Newly released documents reveal senior managers at the New Zealand Transport Agency were first alerted to plans to provide fuel relief in an email little more than 25 hours before it was announced.
Chief economist at The New Zealand Initiative, Dr Eric Crampton, outlined the email trail in a Newsroom article on Tuesday that shows the agency had less than a day’s notice to cost and begin implementing the changes.
The Government was under increasing pressure to act in March as the price of fuel skyrocketed in response to the conflict in Ukraine.
The first email in that trail was sent under an “urgent’’ headline from an NZTA senior manager in Investment and Finance to a collection of NZTA and Ministry of Transport officials at 2.53pm on Sunday, March 13.
An urgent cabinet paper was due to the minister at 11am the next day, and officials were told to calculate how much it would cost to reverse the increases in Road User Charges and Fuel Excise that had occurred since 2018, assuming normal use volumes.
They were given 20 hours, less any amount of time spent sleeping.
But Transport Minister Michael Wood, who took the Cabinet paper to his colleagues on March 14, told Newsroom on Wednesday that he’d been in discussions with officials for longer than that.
“It was a relatively short period of time, but it was longer than 24 hours,’’ he said.
At 4pm on March 14 the Prime Minister and her deputy, Grant Robertson, announced the immediate 25 cents a litre cut at the petrol pump and indicated RUCs would receive an equivalent discount, but it would take longer to work out how to implement it.
It would be April 6 – more than three weeks later – before officials found a way to apply a 36 percent reduction to RUCs, in conjunction with an honesty declaration to try avoid stockpiling.
Emails released to Crampton outline how difficult officials were finding it to implement the RUC discount.
On March 16, one NZTA official despaired to the Ministry of Transport:
“I’m keen to understand if there was any consideration given as to whether we could achieve the desired outcome through tackling price at the pump. In our comments, you’ll see that we have raised a number of risks and challenges. In particular, I’m concerned about the complexity of the RUC regime and the ease (lack thereof) of implementation. This will result in a heavy administrative burden, both for Waka Kotahi and RUC licence holders. We’re also concerned about the gaming opportunities which may arise, and inequities (eg compared with FED reduction) through other unintended consequences.”
A diesel subsidy at the pump seemed to be the easiest mechanism but by then it was too late as Jacinda Ardern had already announced two days earlier that the savings would be made through RUCs.
“It was a relatively short period of time, but it was longer than 24 hours.” – Transport Minister Michael Wood
Ardern told Newsroom on Wednesday that Cabinet had been thinking about making the changes “for some time’’.

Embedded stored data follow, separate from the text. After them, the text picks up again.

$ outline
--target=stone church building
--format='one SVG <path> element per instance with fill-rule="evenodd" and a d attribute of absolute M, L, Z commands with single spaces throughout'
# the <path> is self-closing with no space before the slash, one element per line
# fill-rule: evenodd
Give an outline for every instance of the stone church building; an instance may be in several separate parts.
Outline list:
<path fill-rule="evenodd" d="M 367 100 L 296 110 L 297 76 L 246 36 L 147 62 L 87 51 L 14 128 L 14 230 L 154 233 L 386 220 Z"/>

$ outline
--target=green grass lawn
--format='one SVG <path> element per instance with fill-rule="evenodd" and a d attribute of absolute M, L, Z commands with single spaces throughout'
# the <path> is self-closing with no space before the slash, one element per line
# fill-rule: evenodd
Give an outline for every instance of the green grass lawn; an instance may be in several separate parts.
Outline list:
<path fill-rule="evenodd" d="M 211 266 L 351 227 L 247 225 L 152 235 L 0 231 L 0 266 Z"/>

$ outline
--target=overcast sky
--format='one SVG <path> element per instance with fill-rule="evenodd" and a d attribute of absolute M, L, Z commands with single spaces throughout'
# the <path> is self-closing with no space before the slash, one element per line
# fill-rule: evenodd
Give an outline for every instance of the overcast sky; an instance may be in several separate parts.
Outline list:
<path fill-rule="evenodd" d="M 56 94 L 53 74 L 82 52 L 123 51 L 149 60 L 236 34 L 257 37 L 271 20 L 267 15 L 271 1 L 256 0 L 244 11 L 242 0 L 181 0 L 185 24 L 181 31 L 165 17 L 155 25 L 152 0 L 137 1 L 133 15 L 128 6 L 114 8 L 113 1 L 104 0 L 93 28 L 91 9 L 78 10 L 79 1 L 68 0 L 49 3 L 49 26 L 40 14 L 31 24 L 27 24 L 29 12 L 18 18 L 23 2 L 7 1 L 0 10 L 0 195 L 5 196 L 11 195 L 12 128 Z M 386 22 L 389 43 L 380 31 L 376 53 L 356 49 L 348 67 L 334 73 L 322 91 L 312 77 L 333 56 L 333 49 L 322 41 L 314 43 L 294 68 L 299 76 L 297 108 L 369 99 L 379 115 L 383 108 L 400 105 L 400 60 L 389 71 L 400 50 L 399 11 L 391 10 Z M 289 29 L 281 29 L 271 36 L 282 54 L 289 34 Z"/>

“In order to make decisions we have to have advice from officials then it’s a matter of making the decision and then implementation,’’ she said.
Ardern said making that decision at Cabinet would have required “quite a bit of background work in the first place’’ but it is unclear if that work predated the 3pm email to senior managers the day before.
Wood told Newsroom it was identified early on that RUCs would be more complicated to discount.
“So we were eyes wide open about that and we then set-up that further work, which I know you paid close attention to,’’ Wood said.
“We were responding to a situation that was evolving very quickly in terms of the pressures that people were facing with petrol prices, so I don’t make any apology for the fact the Government responded quickly to that, and I thank officials for really turning it around pretty quickly.’’
Asked by Newsroom if this was good Government policy, not policy on the hoof, Wood said Cabinet had the information needed to make “a good decision’’.